Woelki: 'Diaspora ist allerorten unsere pastorale Realität'

23. September 2015 in Deutschland


Kölner Kardinal zitiert bei DBK-Frühmesse Markus Günther: „Jeder vierte Deutsche glaubt, dass die Begegnung mit einer schwarzen Katze Unglück bringt. An Ufos glauben zwischen Flensburg und Oberammergau mehr Menschen als ans Jüngste Gericht.“


Fulda (kath.net/DBK) Auf die de facto-Diaspora-Situation der Christen in Deutschland machte der Kölner Kardinal Rainer Maria Woelki in seiner Predigt bei der Morgenmesse im Rahmen der Herbstvollversammlung der Deutschen Bischofskonferenz in Fulda aufmerksam. Die ursprünglich vorgesehene Predigt, die dem Lebensschutz und der Inklusion Behinderter gewidmet war, wurde vom DBK-Pressebüro wieder zurückgezogen, da sie nicht gehalten worden war.

Predigt von Kardinal Rainer Maria Woelki in der Eucharistiefeier am 23. September 2015 in Fulda zur Herbst-Vollversammlung der Deutschen Bischofskonferenz:
Lesung: Esra 9, 5-9. Evangelium: Lk 9, 1-6
Liebe Schwestern, liebe Brüder,
Predigen und Heilen: das sind die Haupttätigkeiten Jesu in seinem öffentlichen Wirken. Mit der Predigt verkündet er das Reich Gottes, und mit den Heilungen zeigt er, dass das Reich Gottes mitten unter uns ist. Seinen Jüngern gibt er genau das mit auf den Weg: Sie sollen das Evangelium verkünden und die Menschen heilen.

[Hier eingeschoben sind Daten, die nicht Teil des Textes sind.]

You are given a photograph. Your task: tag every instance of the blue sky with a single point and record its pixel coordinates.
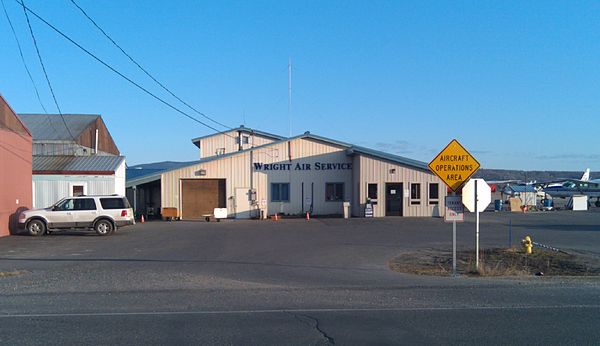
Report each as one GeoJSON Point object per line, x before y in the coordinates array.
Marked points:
{"type": "Point", "coordinates": [517, 83]}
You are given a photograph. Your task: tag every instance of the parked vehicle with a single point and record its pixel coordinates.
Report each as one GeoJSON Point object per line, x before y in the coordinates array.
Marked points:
{"type": "Point", "coordinates": [104, 214]}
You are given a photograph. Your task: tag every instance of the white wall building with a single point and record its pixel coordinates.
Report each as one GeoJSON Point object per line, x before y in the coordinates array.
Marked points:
{"type": "Point", "coordinates": [306, 173]}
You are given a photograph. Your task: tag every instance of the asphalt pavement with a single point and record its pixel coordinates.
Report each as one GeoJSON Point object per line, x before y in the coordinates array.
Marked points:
{"type": "Point", "coordinates": [324, 281]}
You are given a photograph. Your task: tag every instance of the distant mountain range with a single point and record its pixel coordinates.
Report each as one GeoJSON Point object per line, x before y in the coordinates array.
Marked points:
{"type": "Point", "coordinates": [526, 176]}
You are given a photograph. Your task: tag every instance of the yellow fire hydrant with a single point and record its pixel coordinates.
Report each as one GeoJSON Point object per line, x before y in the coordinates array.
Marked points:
{"type": "Point", "coordinates": [527, 244]}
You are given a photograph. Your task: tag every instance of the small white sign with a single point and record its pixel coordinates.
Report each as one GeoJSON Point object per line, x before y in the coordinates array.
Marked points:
{"type": "Point", "coordinates": [480, 201]}
{"type": "Point", "coordinates": [455, 210]}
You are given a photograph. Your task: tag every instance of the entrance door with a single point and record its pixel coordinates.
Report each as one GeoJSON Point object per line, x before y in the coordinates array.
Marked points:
{"type": "Point", "coordinates": [394, 193]}
{"type": "Point", "coordinates": [242, 203]}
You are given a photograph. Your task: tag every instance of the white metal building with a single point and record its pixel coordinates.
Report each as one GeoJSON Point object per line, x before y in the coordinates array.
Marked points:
{"type": "Point", "coordinates": [292, 176]}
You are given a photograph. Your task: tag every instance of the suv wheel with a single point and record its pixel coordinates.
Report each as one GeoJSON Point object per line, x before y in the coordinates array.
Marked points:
{"type": "Point", "coordinates": [103, 227]}
{"type": "Point", "coordinates": [36, 227]}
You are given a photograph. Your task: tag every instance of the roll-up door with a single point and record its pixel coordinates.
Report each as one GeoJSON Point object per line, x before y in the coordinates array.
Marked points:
{"type": "Point", "coordinates": [200, 196]}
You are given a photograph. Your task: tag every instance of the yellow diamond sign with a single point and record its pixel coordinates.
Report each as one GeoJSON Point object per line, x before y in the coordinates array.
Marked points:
{"type": "Point", "coordinates": [454, 165]}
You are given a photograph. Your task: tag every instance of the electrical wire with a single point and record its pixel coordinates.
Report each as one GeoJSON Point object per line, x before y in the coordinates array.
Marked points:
{"type": "Point", "coordinates": [22, 57]}
{"type": "Point", "coordinates": [25, 8]}
{"type": "Point", "coordinates": [44, 68]}
{"type": "Point", "coordinates": [143, 69]}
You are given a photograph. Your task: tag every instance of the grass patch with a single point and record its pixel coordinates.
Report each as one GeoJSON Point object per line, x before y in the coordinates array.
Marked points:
{"type": "Point", "coordinates": [496, 262]}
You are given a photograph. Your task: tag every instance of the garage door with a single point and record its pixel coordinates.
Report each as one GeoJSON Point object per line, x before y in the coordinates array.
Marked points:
{"type": "Point", "coordinates": [200, 196]}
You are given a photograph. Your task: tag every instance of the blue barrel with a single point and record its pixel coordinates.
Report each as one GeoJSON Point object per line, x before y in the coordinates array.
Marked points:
{"type": "Point", "coordinates": [498, 205]}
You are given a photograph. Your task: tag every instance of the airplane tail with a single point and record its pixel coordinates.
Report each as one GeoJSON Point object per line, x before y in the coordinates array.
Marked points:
{"type": "Point", "coordinates": [586, 175]}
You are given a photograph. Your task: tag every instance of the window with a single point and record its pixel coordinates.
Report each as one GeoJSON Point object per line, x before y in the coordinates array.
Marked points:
{"type": "Point", "coordinates": [415, 194]}
{"type": "Point", "coordinates": [280, 192]}
{"type": "Point", "coordinates": [372, 191]}
{"type": "Point", "coordinates": [434, 193]}
{"type": "Point", "coordinates": [245, 139]}
{"type": "Point", "coordinates": [114, 203]}
{"type": "Point", "coordinates": [77, 190]}
{"type": "Point", "coordinates": [334, 192]}
{"type": "Point", "coordinates": [84, 204]}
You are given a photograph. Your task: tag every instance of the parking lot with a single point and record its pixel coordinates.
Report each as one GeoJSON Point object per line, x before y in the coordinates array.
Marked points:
{"type": "Point", "coordinates": [332, 270]}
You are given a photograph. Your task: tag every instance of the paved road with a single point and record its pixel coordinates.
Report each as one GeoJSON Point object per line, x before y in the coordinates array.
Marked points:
{"type": "Point", "coordinates": [290, 282]}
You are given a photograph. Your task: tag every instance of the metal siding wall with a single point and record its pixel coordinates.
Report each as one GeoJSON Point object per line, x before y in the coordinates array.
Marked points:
{"type": "Point", "coordinates": [234, 169]}
{"type": "Point", "coordinates": [378, 171]}
{"type": "Point", "coordinates": [238, 168]}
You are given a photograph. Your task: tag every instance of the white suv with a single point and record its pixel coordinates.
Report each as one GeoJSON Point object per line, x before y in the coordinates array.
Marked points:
{"type": "Point", "coordinates": [104, 214]}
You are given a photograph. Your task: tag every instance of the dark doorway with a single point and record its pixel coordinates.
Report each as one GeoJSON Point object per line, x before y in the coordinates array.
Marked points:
{"type": "Point", "coordinates": [393, 199]}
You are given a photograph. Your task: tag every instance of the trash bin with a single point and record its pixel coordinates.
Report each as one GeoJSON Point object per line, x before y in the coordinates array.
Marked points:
{"type": "Point", "coordinates": [346, 210]}
{"type": "Point", "coordinates": [498, 205]}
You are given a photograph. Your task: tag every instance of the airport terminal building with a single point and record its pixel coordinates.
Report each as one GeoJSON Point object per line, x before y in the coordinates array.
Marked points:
{"type": "Point", "coordinates": [255, 174]}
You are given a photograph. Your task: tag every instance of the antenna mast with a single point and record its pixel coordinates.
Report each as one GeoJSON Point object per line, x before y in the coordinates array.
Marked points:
{"type": "Point", "coordinates": [290, 95]}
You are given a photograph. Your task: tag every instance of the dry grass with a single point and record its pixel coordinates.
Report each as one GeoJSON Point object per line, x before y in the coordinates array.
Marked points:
{"type": "Point", "coordinates": [496, 262]}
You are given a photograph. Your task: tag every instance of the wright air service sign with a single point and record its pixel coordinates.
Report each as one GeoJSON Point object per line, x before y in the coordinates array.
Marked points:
{"type": "Point", "coordinates": [454, 165]}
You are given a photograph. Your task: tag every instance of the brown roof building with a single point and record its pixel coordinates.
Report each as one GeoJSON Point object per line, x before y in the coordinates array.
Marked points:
{"type": "Point", "coordinates": [15, 168]}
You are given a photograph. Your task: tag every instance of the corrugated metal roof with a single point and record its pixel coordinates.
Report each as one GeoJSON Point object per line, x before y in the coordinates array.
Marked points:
{"type": "Point", "coordinates": [351, 149]}
{"type": "Point", "coordinates": [94, 163]}
{"type": "Point", "coordinates": [51, 126]}
{"type": "Point", "coordinates": [243, 129]}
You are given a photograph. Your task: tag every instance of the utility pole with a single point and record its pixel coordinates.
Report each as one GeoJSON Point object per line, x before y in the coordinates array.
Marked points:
{"type": "Point", "coordinates": [290, 95]}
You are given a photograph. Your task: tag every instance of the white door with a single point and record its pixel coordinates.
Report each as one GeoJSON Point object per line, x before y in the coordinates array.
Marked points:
{"type": "Point", "coordinates": [242, 203]}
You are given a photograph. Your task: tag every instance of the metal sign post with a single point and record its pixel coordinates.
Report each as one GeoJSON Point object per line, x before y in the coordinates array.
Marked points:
{"type": "Point", "coordinates": [477, 195]}
{"type": "Point", "coordinates": [476, 229]}
{"type": "Point", "coordinates": [454, 165]}
{"type": "Point", "coordinates": [454, 212]}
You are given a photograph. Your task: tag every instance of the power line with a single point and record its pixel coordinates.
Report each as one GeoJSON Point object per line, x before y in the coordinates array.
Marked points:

Dieser Auftrag gilt bis heute: wir sollen uns auf den Weg machen und nichts mitnehmen, keinen Wanderstab und keine Vorratstasche, kein Brot, kein Geld und kein zweites Hemd (Lk 9, 3). Wie oft, liebe Schwestern und Brüder, wie oft geht es uns in Anbetracht dieses Auftrages wie Esra in der Lesung des heutigen Tages, dass wir im Grunde unseres Herzens nur sagen können: „Mein Gott, ich schäme mich und wage nicht, die Augen zu dir, mein Gott, zu erheben!“ (Esra 9, 6). Aber Esra macht dann – Gott sei Dank – auch die Erfahrung, dass Gott ihn nicht sich selbst überlässt: „Er ließ uns aufleben, so dass wir das Haus unseres Gottes wieder aufbauen und es aus den Trümmern wieder aufrichten konnten“ (Esra 9, 9), hörten wir da. In welchen Trümmern liegt das Haus Gottes heute? In einem bemerkenswerten Beitrag mit dem Titel „Kirche vor dem Kollaps“ von Markus Günther las ich vor einigen Monaten folgendes: „Es gibt hierzulande 45.000 Kirchen, und die meisten sind – rein baulich – gut in Schuss. In diesem Jahr nehmen die katholische Kirche und die evangelische Kirche in Deutschland so viel Geld ein wie nie zuvor. Die deutsche Kirchenmusik ist die beste der Welt. Es gibt noch 44.000 katholische Trauungen pro Jahr und 225.000 evangelische Konfirmationen. Ist das nichts?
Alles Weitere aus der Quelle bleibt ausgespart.